One aim of the quantification of the interaction between the sources and limits on variability in Russian trills is to develop an understanding of why palatalization is often lost. Contrastive palatalization is pervasive in Slavic languages and in some other languages throughout the world. However, languages that use this contrast often lose it for trills (Hock, 1986; Hall, 2000; Kochetov, 2002; Zygis, 2004). This has been attributed to a physiological difficulty in articulating palatalized trills: coronal trills require the tongue dorsum to be low and somewhat back, while palatalization requires it to be high and front (Recasens and Pallarès, 1999; Hall, 2000; Kochetov, 2002; Zygis, 2004; Kavitskaya et al., 2009). The Proto-Slavic palatalized trill is unstable enough to have disappeared in most modern Slavic languages, through de-palatalization (Serbian), fricativization (Polish), or sequencing of the coronal and palatal portions (Slovenian). But Russian and a few other Slavic languages maintain this contrast. The phonetic study to be presented in this work shows that the pattern of contrast-structured phonetic variability in Russian trill is similar to the phonological variability in the reflexes of palatalized trills in Slavic languages. This allows us to propose the following conjecture: the contrast is maintained through several simultaneous phonetic tendencies that mimic the phonological strategies. That is, it is possible that the stability of the contrast in Russian is due to a very particular structuring of phonetic variability influenced by both linguistic and physical-motor limits on such variability.

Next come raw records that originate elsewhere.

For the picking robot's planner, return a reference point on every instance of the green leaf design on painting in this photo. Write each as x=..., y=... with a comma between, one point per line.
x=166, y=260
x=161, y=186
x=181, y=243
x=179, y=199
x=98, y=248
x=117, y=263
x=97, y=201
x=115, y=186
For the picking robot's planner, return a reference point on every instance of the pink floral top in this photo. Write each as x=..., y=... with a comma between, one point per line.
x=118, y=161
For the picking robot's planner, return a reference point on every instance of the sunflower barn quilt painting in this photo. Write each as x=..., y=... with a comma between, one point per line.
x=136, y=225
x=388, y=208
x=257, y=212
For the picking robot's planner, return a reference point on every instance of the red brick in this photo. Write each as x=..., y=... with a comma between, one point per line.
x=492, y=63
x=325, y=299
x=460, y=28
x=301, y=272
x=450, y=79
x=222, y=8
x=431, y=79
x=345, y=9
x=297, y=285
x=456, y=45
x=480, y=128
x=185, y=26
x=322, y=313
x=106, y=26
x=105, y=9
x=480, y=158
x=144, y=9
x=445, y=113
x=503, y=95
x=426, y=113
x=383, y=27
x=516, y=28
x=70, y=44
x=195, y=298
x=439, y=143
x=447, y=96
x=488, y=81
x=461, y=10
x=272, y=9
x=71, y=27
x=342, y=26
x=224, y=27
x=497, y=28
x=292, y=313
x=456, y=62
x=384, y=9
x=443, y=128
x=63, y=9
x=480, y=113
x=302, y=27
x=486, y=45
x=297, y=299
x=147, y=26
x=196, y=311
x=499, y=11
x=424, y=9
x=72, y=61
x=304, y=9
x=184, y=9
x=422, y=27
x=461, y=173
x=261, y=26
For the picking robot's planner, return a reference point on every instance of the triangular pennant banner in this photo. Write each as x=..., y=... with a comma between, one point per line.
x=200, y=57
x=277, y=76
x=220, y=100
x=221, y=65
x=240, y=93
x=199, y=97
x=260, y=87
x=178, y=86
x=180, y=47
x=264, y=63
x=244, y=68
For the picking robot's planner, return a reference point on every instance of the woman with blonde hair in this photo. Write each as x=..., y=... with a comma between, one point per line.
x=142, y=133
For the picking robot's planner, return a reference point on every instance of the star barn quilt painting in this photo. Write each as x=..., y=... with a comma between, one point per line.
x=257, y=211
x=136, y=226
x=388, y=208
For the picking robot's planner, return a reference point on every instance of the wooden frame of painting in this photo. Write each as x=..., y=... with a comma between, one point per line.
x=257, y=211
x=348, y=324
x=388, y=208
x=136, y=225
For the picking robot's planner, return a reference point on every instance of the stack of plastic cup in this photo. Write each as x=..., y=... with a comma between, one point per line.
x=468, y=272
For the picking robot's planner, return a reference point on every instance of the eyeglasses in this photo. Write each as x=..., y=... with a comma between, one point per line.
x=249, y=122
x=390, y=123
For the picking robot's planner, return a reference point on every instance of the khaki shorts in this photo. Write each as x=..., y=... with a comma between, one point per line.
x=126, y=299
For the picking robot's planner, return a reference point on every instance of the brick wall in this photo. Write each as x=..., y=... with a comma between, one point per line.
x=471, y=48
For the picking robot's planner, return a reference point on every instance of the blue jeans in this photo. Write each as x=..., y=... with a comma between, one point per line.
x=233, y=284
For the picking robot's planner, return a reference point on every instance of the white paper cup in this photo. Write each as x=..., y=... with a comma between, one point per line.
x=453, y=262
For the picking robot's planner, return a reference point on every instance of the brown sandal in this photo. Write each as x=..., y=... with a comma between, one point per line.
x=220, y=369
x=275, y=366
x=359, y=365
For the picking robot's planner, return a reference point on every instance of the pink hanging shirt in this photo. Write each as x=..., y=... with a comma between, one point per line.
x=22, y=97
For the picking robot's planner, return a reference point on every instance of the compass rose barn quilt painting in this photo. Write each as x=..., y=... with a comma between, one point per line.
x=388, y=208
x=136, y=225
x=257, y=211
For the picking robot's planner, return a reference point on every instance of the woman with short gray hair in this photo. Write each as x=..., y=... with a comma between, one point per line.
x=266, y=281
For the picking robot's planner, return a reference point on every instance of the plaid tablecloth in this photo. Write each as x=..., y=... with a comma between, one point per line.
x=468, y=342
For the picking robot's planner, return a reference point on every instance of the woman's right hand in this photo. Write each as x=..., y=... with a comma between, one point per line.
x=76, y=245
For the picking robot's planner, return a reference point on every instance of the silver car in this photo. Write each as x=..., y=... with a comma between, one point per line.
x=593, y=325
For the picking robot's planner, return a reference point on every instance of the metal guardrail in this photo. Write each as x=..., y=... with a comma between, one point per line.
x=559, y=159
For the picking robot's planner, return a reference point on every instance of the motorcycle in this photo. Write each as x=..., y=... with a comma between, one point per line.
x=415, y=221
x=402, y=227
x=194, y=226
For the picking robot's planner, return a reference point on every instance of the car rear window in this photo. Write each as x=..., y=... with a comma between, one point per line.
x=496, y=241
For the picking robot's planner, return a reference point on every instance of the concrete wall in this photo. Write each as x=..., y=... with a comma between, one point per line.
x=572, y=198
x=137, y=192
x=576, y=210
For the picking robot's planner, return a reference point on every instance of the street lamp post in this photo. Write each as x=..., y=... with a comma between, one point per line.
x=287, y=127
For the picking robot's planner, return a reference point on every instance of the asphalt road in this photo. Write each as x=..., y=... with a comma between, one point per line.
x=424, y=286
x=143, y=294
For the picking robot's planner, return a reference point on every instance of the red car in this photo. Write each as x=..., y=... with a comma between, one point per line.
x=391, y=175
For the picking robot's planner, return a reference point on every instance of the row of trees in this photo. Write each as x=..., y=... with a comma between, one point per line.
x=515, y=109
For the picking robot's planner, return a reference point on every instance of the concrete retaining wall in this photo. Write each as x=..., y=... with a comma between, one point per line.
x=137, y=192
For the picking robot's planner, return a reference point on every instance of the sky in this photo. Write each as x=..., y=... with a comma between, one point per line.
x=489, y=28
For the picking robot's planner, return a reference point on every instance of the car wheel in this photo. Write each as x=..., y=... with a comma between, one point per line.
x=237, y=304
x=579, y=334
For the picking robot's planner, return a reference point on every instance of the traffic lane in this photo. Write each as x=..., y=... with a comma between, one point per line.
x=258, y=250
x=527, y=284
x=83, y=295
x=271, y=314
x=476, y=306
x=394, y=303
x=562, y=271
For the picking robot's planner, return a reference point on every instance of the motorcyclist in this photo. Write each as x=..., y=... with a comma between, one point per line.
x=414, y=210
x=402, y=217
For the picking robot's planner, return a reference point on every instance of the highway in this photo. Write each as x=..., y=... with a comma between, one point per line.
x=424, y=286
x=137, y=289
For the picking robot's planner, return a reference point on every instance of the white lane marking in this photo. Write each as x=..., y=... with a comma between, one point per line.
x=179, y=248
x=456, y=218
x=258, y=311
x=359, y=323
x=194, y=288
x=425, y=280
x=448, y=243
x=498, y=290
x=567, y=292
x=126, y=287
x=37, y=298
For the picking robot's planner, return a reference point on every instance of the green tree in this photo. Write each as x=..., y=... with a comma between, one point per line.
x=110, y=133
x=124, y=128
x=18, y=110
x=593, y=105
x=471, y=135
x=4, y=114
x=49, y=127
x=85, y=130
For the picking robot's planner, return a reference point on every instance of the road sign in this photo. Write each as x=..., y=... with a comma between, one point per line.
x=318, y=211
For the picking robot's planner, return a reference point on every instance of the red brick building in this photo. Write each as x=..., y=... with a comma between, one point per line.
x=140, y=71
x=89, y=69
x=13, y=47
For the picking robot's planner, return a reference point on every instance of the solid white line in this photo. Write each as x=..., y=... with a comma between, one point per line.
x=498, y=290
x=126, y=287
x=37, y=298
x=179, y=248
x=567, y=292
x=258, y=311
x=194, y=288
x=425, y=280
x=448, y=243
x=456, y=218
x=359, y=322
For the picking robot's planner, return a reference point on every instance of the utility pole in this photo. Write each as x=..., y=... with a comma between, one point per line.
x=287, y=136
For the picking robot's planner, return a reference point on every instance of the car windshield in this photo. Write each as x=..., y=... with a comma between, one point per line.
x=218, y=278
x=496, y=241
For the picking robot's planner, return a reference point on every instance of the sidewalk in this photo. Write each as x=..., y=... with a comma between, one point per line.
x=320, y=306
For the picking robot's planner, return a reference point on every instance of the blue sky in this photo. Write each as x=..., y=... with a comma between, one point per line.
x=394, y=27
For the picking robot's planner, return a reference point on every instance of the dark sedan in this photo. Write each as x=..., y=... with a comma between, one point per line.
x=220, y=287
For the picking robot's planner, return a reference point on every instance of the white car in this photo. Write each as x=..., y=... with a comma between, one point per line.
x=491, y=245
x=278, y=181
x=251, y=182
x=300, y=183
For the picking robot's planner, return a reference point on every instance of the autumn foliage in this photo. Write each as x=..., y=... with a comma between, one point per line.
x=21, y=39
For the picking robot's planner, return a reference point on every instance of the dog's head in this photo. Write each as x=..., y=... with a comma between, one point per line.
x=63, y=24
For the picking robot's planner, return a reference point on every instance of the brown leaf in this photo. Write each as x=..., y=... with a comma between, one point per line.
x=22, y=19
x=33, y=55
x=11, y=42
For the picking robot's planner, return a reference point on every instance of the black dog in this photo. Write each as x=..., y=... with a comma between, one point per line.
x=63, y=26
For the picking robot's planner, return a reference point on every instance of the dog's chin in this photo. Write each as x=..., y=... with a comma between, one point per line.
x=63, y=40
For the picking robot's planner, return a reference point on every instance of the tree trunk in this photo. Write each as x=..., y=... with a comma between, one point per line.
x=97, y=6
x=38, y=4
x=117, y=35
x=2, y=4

The contrastive system of coronals is presented in Table 1a. Most consonants in Russian come in pairs with respect to the contrastive palatalization of the consonant, e.g., non-palatalized [t], as in [tomnɨj] ‘languid’, vs. palatalized [tj], as in [tjomnɨj] ‘dark’ (Timberlake, 2004). Exceptions include the glide [j], the voiceless affricates [ts] and [tʃ], and the fricative [ʒ]. Palatalization in Russian is contrastive in most environments.1 It is generally accepted that Russian non-palatalized consonants show some amount of velarization (Halle, 1959; Trubetzkoy, 1969; Öhman, 1966; Reformaskiy, 1967, Padgett, 2001; Kochetov, 2002; among many others). A magnetic resonance imaging investigation of palatalized vs. non-palatalized stops and spirants shows considerable backing of the tongue in the non-palatalized segments (Kedrova, 2008).
Slavic languages provide a rich test case for the study of the depalatalization of the trill. The palatalization of the Proto-Slavic trilled /rj/ is affected to different degrees in almost all Slavic languages. Table 1b shows the reflexes of the plain trill and the palatalized trill in modern Slavic (see also Kavitskaya 1997).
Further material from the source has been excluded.